December 2, 2021

Hanson: Unlike Medina Spirit, some Derby vanquished had uphill climb

Medina Spirit, with John Velazquez up, wins the Kentucky Derby at Churchill Downs (Photography by Jamie Newell/TwinSpires)

Bob Baffert officially became the all-time leading trainer of Kentucky Derby (G1) winners on Saturday when Medina Spirit pulled off a 12-1 upset, bringing the Hall of Famer’s blanket of roses total to seven. Truth be told, though, Baffert arguably had the record for some time.

Ben A. Jones of Calumet Farm fame, with whom Baffert was previously tied for the mark, frequently asserted parental prerogative over his son, H. A. “Jimmy” Jones, by insisting his name be listed as trainer in the program for Citation (1948), Ponder (1949), and Hill Gail (1952) when they happened to run at Churchill Downs. Pretty much every other time those colts raced, especially in the case of the legendary Citation, it was Jimmy who deservedly got the full training credit.

Medina Spirit resembles Baffert’s first two Derby winners in some respects. Like Silver Charm, Medina Spirit is a Florida-bred without a commercially attractive pedigree. Real Quiet, Baffert’s second winner, also sold for a relative pittance at auction.

Medina Spirit and Real Quiet’s race records entering the Kentucky Derby are generally dissimilar, except for the fact both were non-threatening runners-up in their final prep, the Santa Anita Derby (G1), to horses the crowd at Churchill Downs sensed were among the “next big things,” but proved not to be on Derby Day for different reasons.

I’ll echo Kellie Reilly’s analysis on how circumstances ultimately benefited Medina Spirit, and that he’ll need to ultimately prove he can win more than one way. However, one long-term effect this result will have is that it’s unlikely you’ll ever see more than 10-1 available on any Baffert entrant in a Derby again, especially in an evenly-matched one like 2021’s. That doesn’t mean they won’t deserve to be taken seriously on merit, obviously, but expect underlay odds regardless.

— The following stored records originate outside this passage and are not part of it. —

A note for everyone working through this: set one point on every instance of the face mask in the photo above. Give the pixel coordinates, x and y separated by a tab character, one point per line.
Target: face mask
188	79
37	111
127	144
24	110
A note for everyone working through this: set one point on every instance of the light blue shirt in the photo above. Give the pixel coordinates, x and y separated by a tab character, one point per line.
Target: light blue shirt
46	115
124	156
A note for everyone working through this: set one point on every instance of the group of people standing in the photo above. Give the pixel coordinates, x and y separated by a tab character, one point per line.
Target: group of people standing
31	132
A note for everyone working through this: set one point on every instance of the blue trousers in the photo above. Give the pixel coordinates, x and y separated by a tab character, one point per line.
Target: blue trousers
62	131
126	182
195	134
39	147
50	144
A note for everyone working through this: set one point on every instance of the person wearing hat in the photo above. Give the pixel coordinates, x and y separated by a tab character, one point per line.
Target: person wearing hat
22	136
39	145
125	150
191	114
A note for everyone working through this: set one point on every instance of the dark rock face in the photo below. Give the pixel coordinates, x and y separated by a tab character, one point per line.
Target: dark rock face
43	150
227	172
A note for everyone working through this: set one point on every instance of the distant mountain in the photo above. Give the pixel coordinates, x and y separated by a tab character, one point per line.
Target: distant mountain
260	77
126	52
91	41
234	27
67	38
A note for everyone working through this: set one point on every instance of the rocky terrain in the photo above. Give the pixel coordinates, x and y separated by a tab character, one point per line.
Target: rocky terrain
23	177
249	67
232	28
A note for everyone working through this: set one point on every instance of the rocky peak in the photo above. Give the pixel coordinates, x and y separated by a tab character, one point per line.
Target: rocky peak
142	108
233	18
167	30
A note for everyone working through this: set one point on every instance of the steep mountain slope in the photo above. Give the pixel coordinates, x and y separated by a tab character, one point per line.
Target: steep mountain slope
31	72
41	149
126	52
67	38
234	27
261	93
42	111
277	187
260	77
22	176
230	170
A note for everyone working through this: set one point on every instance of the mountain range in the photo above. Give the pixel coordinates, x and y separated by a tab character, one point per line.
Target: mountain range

Reilly also makes a convincing argument that Mandaloun got relatively little out of the Louisiana Derby (G2) and was arguably at a fitness disadvantage when push came to shove against Medina Spirit in deep stretch. Although Authentic won last year’s “outlier” Derby off a seven-week break and Animal Kingdom won the 2011 edition off six weeks, the latter gap still seems a bit much, generally speaking.

That might have also played a role in Hot Rod Charlie not quite getting there, either, and it’s disappointing his connections are not considering the Preakness (G1) as he’d likely improve a lot off his weekend performance. Hot Rod Charlie is by Oxbow, the upset winner of the 2013 Preakness, but is reportedly being freshened for the Belmont S. (G1). On the surface, his pedigree doesn’t exactly scream for a mile and a half.

Beaten Derby favorite Essential Quality ran admirably in defeat, racing much wider throughout than the above three after exchanging blows with Rock Your World soon after the start. Like stablemate Mandaloun, he could prove a strong threat in the Preakness, and at a price better than the 2.90-1 on offer Saturday.

Baffert will be looking to break another tie in two weeks for most Preakness wins ever by a trainer. While it would be foolish to discount Medina Spirit’s chances of giving him his eighth win in the Pimlico classic, the two prospective rivals that finished within a length of him in the Derby had a lot more working against them than they might in the Preakness.

It should be an intriguing handicapping, betting, and race-watching exercise.